As we move closer to implementation of the California Consumer Privacy Act of 2018 (“CCPA”), companies should consider how the new law could affect their operations in multiple ways – including, for example, data collected through their employee benefit plans.
As we have previously reported, the CCPA applies broadly to any for-profit business that meets certain thresholds and that collects personal information regarding consumers. While use of the term “consumer” may suggest a particular type of relationship, the term is defined broadly to include any California resident – and as a result, in its current form the CCPA also will apply to information collected by covered businesses about their California employees. Whether the CCPA also applies to data collected about California residents under employee benefit plans of covered businesses will likely depend in part on the type of plan:
- Health Plans. As we have previously posted, the CCPA was amended in September 2018. One of the key changes made at that time was the addition of an exemption for protected health information (“PHI”) collected by a covered entity or business associate subject to the HIPAA privacy rules. Because employer-sponsored health plans are HIPAA-covered entities, any PHI held by a self-insured plan and subject to HIPAA will be outside the reach of the CCPA. The exemption also applies to PHI held by business associates, such as third-party administrators for health plans. However, certain other health-related information that is held by an employer outside of the health plan – such as information related to disability benefits or sick leave – is not covered by this exemption.

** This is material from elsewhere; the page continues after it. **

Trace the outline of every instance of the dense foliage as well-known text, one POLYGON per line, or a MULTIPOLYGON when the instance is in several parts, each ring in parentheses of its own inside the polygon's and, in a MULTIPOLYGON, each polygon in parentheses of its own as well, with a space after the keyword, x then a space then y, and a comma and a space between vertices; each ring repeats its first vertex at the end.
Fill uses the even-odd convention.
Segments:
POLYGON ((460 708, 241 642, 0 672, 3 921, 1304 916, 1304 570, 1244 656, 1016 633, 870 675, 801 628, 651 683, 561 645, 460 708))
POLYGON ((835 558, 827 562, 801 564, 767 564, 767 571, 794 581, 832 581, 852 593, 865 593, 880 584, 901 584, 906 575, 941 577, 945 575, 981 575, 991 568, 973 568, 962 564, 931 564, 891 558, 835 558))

- Retirement and other ERISA Plans. The CCPA does not specifically address its application to benefit plans not covered by HIPAA. For plans that are subject to the Employee Retirement Income Security Act of 1974 (“ERISA”), such as 401(k) plans and other qualified retirement plans, it is possible that the CCPA could be preempted by ERISA – but unlike the health plan exemption, it is not clear from the statute.

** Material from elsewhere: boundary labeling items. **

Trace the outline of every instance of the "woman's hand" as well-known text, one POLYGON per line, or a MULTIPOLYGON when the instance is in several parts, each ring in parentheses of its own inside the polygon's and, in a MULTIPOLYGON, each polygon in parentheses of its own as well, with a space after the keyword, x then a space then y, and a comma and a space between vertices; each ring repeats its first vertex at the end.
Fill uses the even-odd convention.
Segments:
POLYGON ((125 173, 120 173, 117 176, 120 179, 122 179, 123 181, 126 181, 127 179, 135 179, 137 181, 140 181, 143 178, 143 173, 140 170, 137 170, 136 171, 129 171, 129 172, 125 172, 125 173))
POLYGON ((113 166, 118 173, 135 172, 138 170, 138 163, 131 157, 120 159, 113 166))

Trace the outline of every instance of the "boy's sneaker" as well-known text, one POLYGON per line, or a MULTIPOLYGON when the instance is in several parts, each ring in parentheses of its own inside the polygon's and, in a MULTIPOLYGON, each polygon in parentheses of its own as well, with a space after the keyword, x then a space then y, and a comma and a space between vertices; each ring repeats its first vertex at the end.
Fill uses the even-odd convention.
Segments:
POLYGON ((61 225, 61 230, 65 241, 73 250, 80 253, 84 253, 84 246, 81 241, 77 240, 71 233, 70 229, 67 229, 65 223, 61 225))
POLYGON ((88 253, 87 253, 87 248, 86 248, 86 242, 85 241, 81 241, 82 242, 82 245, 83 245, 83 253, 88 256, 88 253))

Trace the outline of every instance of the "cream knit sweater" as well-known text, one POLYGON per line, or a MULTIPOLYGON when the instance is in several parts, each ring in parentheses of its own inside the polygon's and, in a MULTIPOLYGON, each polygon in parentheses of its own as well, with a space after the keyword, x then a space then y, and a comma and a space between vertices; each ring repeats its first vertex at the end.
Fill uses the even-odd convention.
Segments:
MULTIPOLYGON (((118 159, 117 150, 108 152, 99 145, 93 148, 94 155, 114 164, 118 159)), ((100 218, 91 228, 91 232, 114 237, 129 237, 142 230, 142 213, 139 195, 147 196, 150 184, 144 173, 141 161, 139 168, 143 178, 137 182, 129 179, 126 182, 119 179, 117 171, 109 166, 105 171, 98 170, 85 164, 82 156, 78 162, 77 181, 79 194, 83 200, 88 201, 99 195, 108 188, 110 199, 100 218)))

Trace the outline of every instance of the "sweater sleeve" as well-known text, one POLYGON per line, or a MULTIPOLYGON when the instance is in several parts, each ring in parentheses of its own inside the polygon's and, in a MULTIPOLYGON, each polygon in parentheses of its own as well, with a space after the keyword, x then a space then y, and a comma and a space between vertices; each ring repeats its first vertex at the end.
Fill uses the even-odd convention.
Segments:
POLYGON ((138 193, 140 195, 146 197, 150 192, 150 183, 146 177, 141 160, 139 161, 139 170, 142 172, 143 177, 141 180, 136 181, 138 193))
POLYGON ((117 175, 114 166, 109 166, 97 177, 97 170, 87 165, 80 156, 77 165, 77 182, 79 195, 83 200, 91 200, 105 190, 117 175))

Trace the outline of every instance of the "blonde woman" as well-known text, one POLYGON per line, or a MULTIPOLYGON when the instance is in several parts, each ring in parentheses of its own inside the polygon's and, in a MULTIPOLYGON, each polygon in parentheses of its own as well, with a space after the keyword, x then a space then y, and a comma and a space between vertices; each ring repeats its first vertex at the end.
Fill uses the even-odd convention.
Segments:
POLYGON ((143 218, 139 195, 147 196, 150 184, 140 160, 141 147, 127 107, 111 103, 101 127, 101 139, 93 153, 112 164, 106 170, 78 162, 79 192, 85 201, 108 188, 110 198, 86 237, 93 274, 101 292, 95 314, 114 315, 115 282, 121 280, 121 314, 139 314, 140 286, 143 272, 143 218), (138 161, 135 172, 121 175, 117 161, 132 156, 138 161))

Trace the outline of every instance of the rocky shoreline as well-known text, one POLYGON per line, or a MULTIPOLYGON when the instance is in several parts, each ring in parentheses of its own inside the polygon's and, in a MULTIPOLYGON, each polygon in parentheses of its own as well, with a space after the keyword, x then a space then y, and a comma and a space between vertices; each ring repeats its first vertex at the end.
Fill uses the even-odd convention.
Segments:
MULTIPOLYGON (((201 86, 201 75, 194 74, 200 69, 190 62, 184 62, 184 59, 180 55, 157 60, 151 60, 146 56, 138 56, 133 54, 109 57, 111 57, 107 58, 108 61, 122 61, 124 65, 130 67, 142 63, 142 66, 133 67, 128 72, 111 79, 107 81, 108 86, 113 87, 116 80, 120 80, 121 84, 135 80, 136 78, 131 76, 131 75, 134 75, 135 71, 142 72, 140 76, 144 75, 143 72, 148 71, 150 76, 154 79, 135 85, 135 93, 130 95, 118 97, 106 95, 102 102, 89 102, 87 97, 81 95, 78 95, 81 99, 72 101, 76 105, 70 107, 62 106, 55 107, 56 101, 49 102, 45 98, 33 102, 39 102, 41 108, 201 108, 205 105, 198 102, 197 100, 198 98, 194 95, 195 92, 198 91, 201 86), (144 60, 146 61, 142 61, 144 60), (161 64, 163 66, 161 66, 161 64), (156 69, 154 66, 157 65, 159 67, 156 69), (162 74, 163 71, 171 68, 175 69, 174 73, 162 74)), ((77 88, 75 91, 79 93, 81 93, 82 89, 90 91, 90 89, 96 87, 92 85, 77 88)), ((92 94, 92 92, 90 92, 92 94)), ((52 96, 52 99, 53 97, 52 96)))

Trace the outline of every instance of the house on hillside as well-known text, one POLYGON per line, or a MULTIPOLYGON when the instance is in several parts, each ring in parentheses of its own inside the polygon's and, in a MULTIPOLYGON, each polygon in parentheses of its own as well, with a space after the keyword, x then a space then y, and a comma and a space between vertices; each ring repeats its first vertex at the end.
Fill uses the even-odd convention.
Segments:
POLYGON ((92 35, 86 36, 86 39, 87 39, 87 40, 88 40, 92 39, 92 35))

- In general, ERISA preempts state laws that govern a central matter of plan administration or that impermissibly interfere with nationally uniform plan administration. For example, in its 2016 decision in Gobeille v. Liberty Mutual Insurance Company, the U.S. Supreme Court held that ERISA preempted a Vermont law requiring various entities, including self-insured plans and third party administrators, to report payments relating to health care claims and other information regarding health care services.

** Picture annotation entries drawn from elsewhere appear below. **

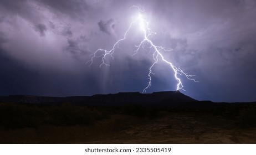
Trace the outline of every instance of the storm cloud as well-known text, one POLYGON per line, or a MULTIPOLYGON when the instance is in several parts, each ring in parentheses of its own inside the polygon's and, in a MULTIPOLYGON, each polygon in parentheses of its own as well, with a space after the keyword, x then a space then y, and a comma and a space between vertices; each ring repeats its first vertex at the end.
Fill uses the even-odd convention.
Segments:
POLYGON ((110 35, 115 33, 115 20, 111 18, 105 22, 100 20, 98 24, 101 31, 110 35))
MULTIPOLYGON (((166 59, 196 75, 199 82, 180 76, 182 92, 197 100, 256 100, 254 0, 1 1, 0 95, 141 92, 152 60, 149 50, 131 56, 143 37, 135 25, 115 58, 106 60, 109 66, 99 68, 102 53, 89 66, 95 51, 124 37, 139 12, 134 5, 145 9, 156 32, 152 41, 172 49, 163 53, 166 59)), ((176 89, 173 73, 160 61, 147 92, 176 89)))

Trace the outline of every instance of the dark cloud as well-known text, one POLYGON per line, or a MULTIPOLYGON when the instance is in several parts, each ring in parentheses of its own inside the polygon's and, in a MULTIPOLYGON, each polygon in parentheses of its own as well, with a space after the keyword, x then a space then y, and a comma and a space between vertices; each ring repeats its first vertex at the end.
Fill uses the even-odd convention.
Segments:
MULTIPOLYGON (((115 59, 106 59, 110 66, 99 68, 101 57, 91 68, 85 63, 122 38, 139 13, 134 5, 144 7, 156 33, 149 38, 173 49, 165 58, 197 75, 199 83, 181 76, 183 92, 198 100, 256 100, 254 0, 0 1, 0 95, 141 91, 152 51, 145 44, 131 56, 143 38, 136 24, 115 59)), ((171 69, 160 61, 147 92, 175 89, 171 69)))
POLYGON ((47 28, 44 24, 38 24, 35 25, 34 28, 36 32, 39 33, 40 36, 43 37, 45 35, 45 32, 47 30, 47 28))
POLYGON ((0 44, 1 43, 6 43, 9 42, 9 39, 7 38, 7 36, 4 34, 4 33, 0 31, 0 44))
POLYGON ((100 27, 100 30, 109 35, 115 33, 115 27, 116 25, 115 20, 111 18, 107 21, 100 21, 98 23, 98 25, 100 27))
POLYGON ((37 0, 47 8, 49 8, 55 13, 64 14, 68 17, 83 20, 81 15, 86 14, 90 7, 86 1, 82 0, 37 0))

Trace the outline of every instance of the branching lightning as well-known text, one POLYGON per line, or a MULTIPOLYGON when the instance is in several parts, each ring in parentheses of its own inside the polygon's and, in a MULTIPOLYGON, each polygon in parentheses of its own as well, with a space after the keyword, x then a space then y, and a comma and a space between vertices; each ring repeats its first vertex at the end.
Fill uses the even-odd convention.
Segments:
MULTIPOLYGON (((141 13, 143 13, 145 12, 144 8, 142 9, 140 9, 140 7, 136 6, 133 6, 131 8, 136 8, 141 13)), ((155 74, 152 71, 152 68, 158 62, 158 60, 161 60, 163 62, 166 63, 166 64, 168 64, 171 69, 174 71, 174 76, 175 79, 177 81, 177 90, 180 89, 185 90, 183 89, 184 86, 182 85, 181 82, 181 79, 180 79, 178 76, 185 75, 186 78, 188 80, 193 80, 194 82, 198 82, 196 81, 194 79, 192 78, 193 76, 195 75, 192 75, 188 74, 188 73, 185 73, 184 70, 181 69, 180 68, 177 68, 172 63, 167 61, 163 55, 162 54, 162 51, 170 51, 172 50, 168 50, 166 49, 164 47, 161 46, 157 46, 155 45, 151 40, 149 38, 151 35, 153 34, 156 34, 156 33, 153 32, 151 30, 151 29, 149 28, 149 22, 144 18, 142 14, 139 14, 137 17, 136 18, 135 20, 131 22, 130 24, 128 29, 125 32, 125 34, 122 38, 118 40, 113 45, 112 49, 110 50, 107 50, 106 49, 99 49, 96 50, 90 59, 90 60, 88 61, 88 63, 90 62, 89 66, 91 66, 93 63, 93 59, 95 58, 101 58, 101 64, 100 65, 100 68, 101 67, 102 65, 105 65, 106 66, 109 66, 106 63, 106 60, 107 59, 107 56, 110 56, 114 59, 114 56, 112 54, 115 52, 115 50, 116 48, 119 48, 119 44, 121 42, 125 40, 126 39, 126 36, 127 33, 129 32, 131 28, 134 25, 137 25, 139 27, 141 30, 142 30, 144 32, 144 39, 138 45, 135 45, 136 50, 134 50, 134 53, 132 55, 132 56, 135 55, 138 52, 140 49, 143 48, 146 49, 144 47, 144 44, 147 43, 150 46, 147 47, 147 48, 150 48, 151 50, 153 49, 153 53, 152 54, 152 58, 153 60, 153 62, 151 66, 149 68, 149 74, 148 76, 148 82, 147 86, 143 90, 142 93, 145 92, 146 90, 147 89, 149 89, 151 86, 151 79, 152 79, 152 75, 155 74), (100 54, 100 55, 97 55, 99 52, 102 52, 102 54, 100 54)))

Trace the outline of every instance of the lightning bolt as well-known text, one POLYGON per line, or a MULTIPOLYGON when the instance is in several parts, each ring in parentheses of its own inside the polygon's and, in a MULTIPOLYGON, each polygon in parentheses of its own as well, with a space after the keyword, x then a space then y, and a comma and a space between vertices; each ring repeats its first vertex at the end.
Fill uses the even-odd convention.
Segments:
MULTIPOLYGON (((138 6, 133 6, 131 8, 134 8, 134 7, 136 8, 141 13, 143 13, 145 12, 144 8, 141 9, 140 8, 140 7, 139 7, 138 6)), ((182 70, 180 68, 177 68, 172 63, 167 61, 165 58, 165 57, 162 54, 162 51, 172 51, 172 50, 166 49, 165 47, 156 45, 153 43, 152 40, 149 39, 149 37, 151 35, 152 35, 153 34, 156 34, 156 33, 153 32, 151 30, 151 29, 149 28, 149 22, 147 22, 147 20, 143 17, 142 14, 141 13, 139 14, 137 17, 136 18, 135 20, 131 22, 129 27, 128 27, 127 29, 125 32, 123 38, 118 40, 114 44, 113 46, 112 47, 112 49, 111 49, 109 50, 107 50, 106 49, 103 49, 100 48, 94 51, 94 53, 92 55, 90 60, 87 62, 87 63, 90 62, 89 66, 90 66, 93 64, 93 59, 95 58, 101 58, 101 64, 99 65, 100 68, 101 68, 101 66, 103 65, 105 65, 106 66, 109 66, 109 65, 107 64, 105 62, 107 59, 107 56, 110 56, 111 58, 112 58, 112 59, 114 59, 114 56, 112 54, 115 52, 115 50, 116 48, 120 48, 119 47, 119 43, 120 43, 121 42, 126 39, 127 34, 130 31, 131 28, 134 25, 136 25, 136 24, 137 24, 137 25, 138 25, 140 27, 140 29, 143 31, 144 39, 142 40, 141 40, 141 42, 140 43, 140 44, 138 45, 135 45, 135 47, 136 48, 136 49, 135 50, 134 50, 134 54, 132 54, 132 56, 135 55, 139 52, 139 49, 141 48, 146 49, 144 46, 144 44, 146 43, 147 43, 150 45, 150 46, 147 47, 147 48, 150 48, 151 50, 153 49, 154 50, 153 53, 152 54, 152 58, 153 60, 153 62, 151 66, 149 69, 149 74, 147 75, 149 81, 147 82, 147 85, 143 90, 142 93, 145 92, 146 90, 147 89, 150 88, 151 84, 152 84, 151 76, 152 75, 155 74, 152 71, 152 68, 155 66, 155 65, 156 65, 158 62, 160 60, 168 64, 170 66, 170 68, 174 71, 174 76, 175 76, 175 79, 177 81, 177 90, 179 90, 180 89, 181 89, 181 90, 185 91, 185 90, 183 89, 184 86, 182 85, 181 80, 178 77, 178 76, 185 75, 186 78, 188 80, 192 80, 194 82, 198 82, 198 81, 196 81, 196 80, 192 78, 192 77, 195 75, 190 75, 190 74, 188 74, 188 73, 184 72, 184 70, 182 70), (99 54, 98 53, 100 52, 101 52, 103 54, 99 54, 99 55, 98 55, 99 54)))

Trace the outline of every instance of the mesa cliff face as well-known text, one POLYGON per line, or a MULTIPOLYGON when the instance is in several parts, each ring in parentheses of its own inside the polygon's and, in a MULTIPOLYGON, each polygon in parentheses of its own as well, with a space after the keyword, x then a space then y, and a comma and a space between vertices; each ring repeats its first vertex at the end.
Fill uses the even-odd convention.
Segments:
POLYGON ((155 92, 152 94, 119 92, 114 94, 94 95, 91 96, 69 96, 65 97, 10 95, 0 97, 0 102, 33 104, 61 105, 70 103, 73 105, 122 106, 127 104, 142 105, 166 105, 172 104, 194 102, 178 91, 155 92))

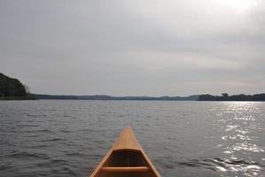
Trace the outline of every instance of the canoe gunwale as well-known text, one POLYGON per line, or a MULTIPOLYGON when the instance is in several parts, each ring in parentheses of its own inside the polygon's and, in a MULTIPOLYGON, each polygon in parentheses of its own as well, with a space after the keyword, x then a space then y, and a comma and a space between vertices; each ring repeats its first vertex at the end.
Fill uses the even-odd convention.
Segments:
POLYGON ((130 127, 125 127, 121 133, 119 138, 116 140, 113 147, 108 150, 106 155, 103 158, 101 162, 93 171, 90 177, 99 177, 101 173, 113 173, 117 170, 117 173, 148 173, 148 176, 160 177, 158 171, 144 151, 142 146, 136 140, 133 130, 130 127), (110 158, 115 153, 119 152, 137 152, 144 159, 146 165, 136 166, 108 166, 110 158), (134 169, 135 168, 135 169, 134 169), (148 170, 147 170, 148 169, 148 170), (131 171, 132 170, 132 171, 131 171), (138 170, 138 171, 137 171, 138 170))

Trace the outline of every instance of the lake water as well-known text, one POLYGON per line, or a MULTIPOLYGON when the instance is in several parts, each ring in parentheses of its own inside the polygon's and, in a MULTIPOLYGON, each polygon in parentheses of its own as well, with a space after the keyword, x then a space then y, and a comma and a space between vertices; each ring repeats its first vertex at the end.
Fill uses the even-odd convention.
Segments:
POLYGON ((0 102, 0 176, 89 176, 131 125, 161 176, 265 176, 265 103, 0 102))

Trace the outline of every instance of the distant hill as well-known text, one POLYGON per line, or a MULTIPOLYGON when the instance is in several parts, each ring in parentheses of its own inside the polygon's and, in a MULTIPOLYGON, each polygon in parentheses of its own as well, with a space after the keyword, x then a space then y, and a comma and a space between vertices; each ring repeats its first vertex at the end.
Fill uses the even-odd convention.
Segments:
POLYGON ((33 99, 18 80, 0 73, 0 99, 33 99))
POLYGON ((265 94, 255 95, 233 95, 229 96, 227 93, 222 96, 212 96, 209 94, 200 95, 198 98, 199 101, 265 101, 265 94))
POLYGON ((78 99, 78 100, 158 100, 158 101, 196 101, 199 96, 112 96, 105 95, 95 96, 58 96, 58 95, 35 95, 36 99, 78 99))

- The CCPA imposes new requirements regarding retention and deletion of personal information, and certain disclosures regarding use of personal information. Because reporting, disclosure and recordkeeping are key areas of regulation under ERISA, it is possible the law could be preempted on the basis that it impermissibly interferes with plan administration. In the absence of further guidance, however, it is not certain to what extent preemption would apply – and it is also possible that a court could find that ERISA preempts some aspects of the law but not others.
- Non-ERISA Benefits and Employment Practices. Even if the CCPA is ultimately determined to be preempted in the context of ERISA plans, it will still apply to data collection by an employer in its capacity as an employer, as well as data related to benefits and policies not covered by ERISA. This includes information collected by an employer in connection with administering vacation, sick leave, paid time off or leaves of absence. Other benefits that are generally not subject to ERISA include health savings accounts, dependent care flexible spending accounts, many short-term disability plans and certain voluntary benefits.
The California State Legislature is expected to consider more changes to the CCPA in 2019 – so we may receive more guidance about the application of the law in the employment context. In the meantime, employers and benefit plan sponsors subject to the CCPA will want to consider how the new law could apply to their own benefit plans and the data of their plan participants and beneficiaries. Since many plans are administered by third party record-keepers, employers and plan sponsors may also want to reach out to their vendors to ask about any plans being put in place to comply with the CCPA.